In an age where everyone tweets about their activities, there is a greater need to appreciate being present in everyday life. Nowhere in Kinfolk do you read about new apps, television shows, or innovative websites. Everything involves human interaction, simply pure community. As someone who wants to pursue social media marketing, this blog post may seem ironic, but I am and have always been very intentional about being present with those in my life. Creating and enjoying experiences worth remembering and not just instagramming. The arrival of this magazine was very timely, and in my opinion I think a lot of people need these words and ideas in their life.
We weren't built to stare at a screen for 12 hours a day. I believe this year print will make a comeback and bring intimacy into more friendships and relationships. For example, Rifle Paper Co. is proving that the age of "Ecards" and "Facebook Birthday Posts" is coming to an end. Handwritten notes, cards, and letters are becoming popular again. Time repeats itself, as we've seen fashion, now we see with communication. There's a reason people hunt for vintage record players, typewriters, and tea sets. We want to be immersed in the past just as technology grows.

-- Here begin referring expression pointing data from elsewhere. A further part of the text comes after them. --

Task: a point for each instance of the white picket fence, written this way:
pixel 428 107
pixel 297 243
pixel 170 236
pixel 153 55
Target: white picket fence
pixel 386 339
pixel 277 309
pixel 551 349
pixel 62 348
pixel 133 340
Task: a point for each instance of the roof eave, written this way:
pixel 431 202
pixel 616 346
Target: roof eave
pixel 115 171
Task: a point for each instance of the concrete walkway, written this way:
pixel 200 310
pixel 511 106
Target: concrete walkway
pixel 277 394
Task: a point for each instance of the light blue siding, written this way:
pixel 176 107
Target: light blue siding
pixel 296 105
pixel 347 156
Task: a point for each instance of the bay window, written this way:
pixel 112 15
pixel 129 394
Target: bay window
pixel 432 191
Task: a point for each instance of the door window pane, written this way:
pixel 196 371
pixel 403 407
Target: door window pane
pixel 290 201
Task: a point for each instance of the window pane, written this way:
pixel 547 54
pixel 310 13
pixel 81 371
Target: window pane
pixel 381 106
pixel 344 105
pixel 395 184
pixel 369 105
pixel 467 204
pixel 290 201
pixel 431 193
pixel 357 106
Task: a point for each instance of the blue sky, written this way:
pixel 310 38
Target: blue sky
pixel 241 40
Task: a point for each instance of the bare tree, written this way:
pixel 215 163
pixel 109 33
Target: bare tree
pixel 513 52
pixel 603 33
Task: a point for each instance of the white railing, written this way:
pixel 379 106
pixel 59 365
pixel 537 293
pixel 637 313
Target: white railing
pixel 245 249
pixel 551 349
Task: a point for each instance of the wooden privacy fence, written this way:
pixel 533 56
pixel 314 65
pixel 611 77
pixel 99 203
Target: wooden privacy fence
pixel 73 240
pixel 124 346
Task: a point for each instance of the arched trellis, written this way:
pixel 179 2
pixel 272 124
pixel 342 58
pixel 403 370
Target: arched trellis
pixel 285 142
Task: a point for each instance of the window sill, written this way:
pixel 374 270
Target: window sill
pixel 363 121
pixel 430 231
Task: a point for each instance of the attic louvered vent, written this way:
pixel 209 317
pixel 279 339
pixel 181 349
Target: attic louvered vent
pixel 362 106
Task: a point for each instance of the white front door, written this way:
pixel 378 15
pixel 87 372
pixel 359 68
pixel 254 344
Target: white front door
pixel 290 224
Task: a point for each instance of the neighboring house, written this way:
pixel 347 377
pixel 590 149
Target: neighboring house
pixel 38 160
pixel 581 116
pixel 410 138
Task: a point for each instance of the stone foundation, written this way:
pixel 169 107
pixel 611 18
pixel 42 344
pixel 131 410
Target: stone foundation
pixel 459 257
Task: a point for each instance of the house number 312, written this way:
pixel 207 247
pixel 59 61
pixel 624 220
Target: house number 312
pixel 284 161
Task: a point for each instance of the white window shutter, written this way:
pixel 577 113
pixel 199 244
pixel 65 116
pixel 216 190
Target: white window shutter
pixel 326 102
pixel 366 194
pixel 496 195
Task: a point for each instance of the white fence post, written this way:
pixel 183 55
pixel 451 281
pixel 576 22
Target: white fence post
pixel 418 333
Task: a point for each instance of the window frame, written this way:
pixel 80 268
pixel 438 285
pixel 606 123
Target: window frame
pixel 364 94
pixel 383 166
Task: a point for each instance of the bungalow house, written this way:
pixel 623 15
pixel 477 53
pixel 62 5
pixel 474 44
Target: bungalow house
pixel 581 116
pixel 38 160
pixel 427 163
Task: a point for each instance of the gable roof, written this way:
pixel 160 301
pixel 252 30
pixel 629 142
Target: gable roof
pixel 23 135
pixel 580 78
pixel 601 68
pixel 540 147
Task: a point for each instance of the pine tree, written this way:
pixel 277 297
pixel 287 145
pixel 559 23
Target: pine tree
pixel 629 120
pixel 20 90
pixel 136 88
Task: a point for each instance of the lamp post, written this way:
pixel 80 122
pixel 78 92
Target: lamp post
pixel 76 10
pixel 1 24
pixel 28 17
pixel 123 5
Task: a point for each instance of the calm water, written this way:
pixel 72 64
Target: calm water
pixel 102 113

Intimacy is not solely defined by romance, but by a close, familiar, and loving personal relationship with another person or group. Social media seems to drive people away from this. People depend on Facebook and Twitter to keep up with their friends and family, but forget the value of a phone call or a lunch date. With more apps & platforms comes a greater challenge to create balance with your "digital" and "real" life. I think (and hope) that print will be one medium that will be a helpful tool for people to learn and create a balance, and to learn the value in community more than ever before3.